Und trotzdem darf man das Vogelsberger Rind, besonders aber den Vogelsberger Ochsen, wenn er ausgewachsen ist, nicht als ein schlechtes Masttier betrachten. Die Tiere dieses Schlages mästen sich leicht und geben, was besonders von seiten der [29] Metzger anerkannt wird, ein zartes, feinfaseriges Fleisch, für das sie selbst, wenn gut gemästet, einen etwas höheren Preis anlegen. Gut ausgemästete Ochsen geben von 100 Pfund Lebendgewicht 60–62 % Schlachtgewicht.

Als Zugtier ist das Vogelsberger Rind unübertroffen. Diese Zugtüchtigkeit ist aber eine Anpassung an die gegebenen wirtschaftlichen Verhältnisse. Da fast überall im Zuchtgebiet die Kuh zum Zuge benutzt wird, so hat sich diese Eigenschaft von Generation auf Generation vererbt und ist jetzt eine dem Schlage so sicher anhaftende Eigenschaft, wie keine andere. Unter den Vogelsberger Kühen und Ochsen trifft man wohl nie schlechte Zugtiere. Jedes einzelne Individuum ist als Zugtier, wenn angelernt, gängig, leicht lenkbar und willig, zugfest und bewältigt Lasten, die im Verhältnis zum Körpergewicht von keiner anderen Rasse fortbewegt werden. Die Vogelsberger Kühe haben auf den Zugprüfungen der Deutschen Landwirtschafts-Gesellschaft, wenn die konkurrierten, stets erste Preise davon getragen, so z. B. 1889 in Magdeburg und im Jahre 1895 in Köln. Auf der letzteren Ausstellung erhielten 2 Kühe des Zuchtviehhofes Bingmühle den 1. Preis. In der Preiszuerteilung heißt es: „Die beiden Vogelsberger Kühe, 8 bezw. 5 1/2 Jahr alt, 479 bezw. 488 Kgr.
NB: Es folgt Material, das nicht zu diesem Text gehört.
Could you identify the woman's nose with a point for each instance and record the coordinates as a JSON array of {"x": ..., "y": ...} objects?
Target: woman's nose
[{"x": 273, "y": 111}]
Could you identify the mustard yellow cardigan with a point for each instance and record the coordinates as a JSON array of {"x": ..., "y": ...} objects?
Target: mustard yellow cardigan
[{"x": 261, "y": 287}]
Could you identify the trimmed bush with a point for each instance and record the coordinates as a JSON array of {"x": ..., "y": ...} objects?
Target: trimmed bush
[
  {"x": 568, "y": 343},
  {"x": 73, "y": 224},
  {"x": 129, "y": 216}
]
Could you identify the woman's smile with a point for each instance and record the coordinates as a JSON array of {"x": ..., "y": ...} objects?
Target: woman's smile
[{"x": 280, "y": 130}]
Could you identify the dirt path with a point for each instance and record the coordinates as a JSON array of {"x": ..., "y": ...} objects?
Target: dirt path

Schwer, zogen einen Wagen mit 45 Ctr. Beladen auf der sog. Wallstraße, 4 Kilometer lang, in 38 Minuten. Der Weg hatte zuerst eine Steigung von 1 : 2,9 und dann einen Fall von 1 : 2,8; da derselbe nur 1 Kilometer lang war, so mußten die Gespanne diesen viermal zurücklegen und dreimal drehen. Die Vogelsberger Kühe waren ausgezeichnet eingefahren, zogen sehr gut, blieben aber im ersten Hindernis (30 cm hoher Sandhaufen) stecken, aus dem sie aber ohne Hülfe wieder herauskamen.“ Bezüglich der anderen konkurrierenden Glaner Kühe heißt es, daß sie aus dem ersten Hindernis herausgegraben werden mußten.

Unterstützt und gefördert wird die Zugtüchtigkeit des Vogelsberger Viehes durch die allgemein anzutreffenden vorzüglichen [30] Hufe. Während andere Rassen, besonders wenn sie in steinigem, hartem Terrain arbeiten sollen, beschlagen werden müssen, ist das beim Vogelsberger Rind nicht nötig, geschieht auch niemals. Selbst die anderen Schläge des roten mitteldeutschen Landviehes stehen in dieser Beziehung den Vogelsbergern nach.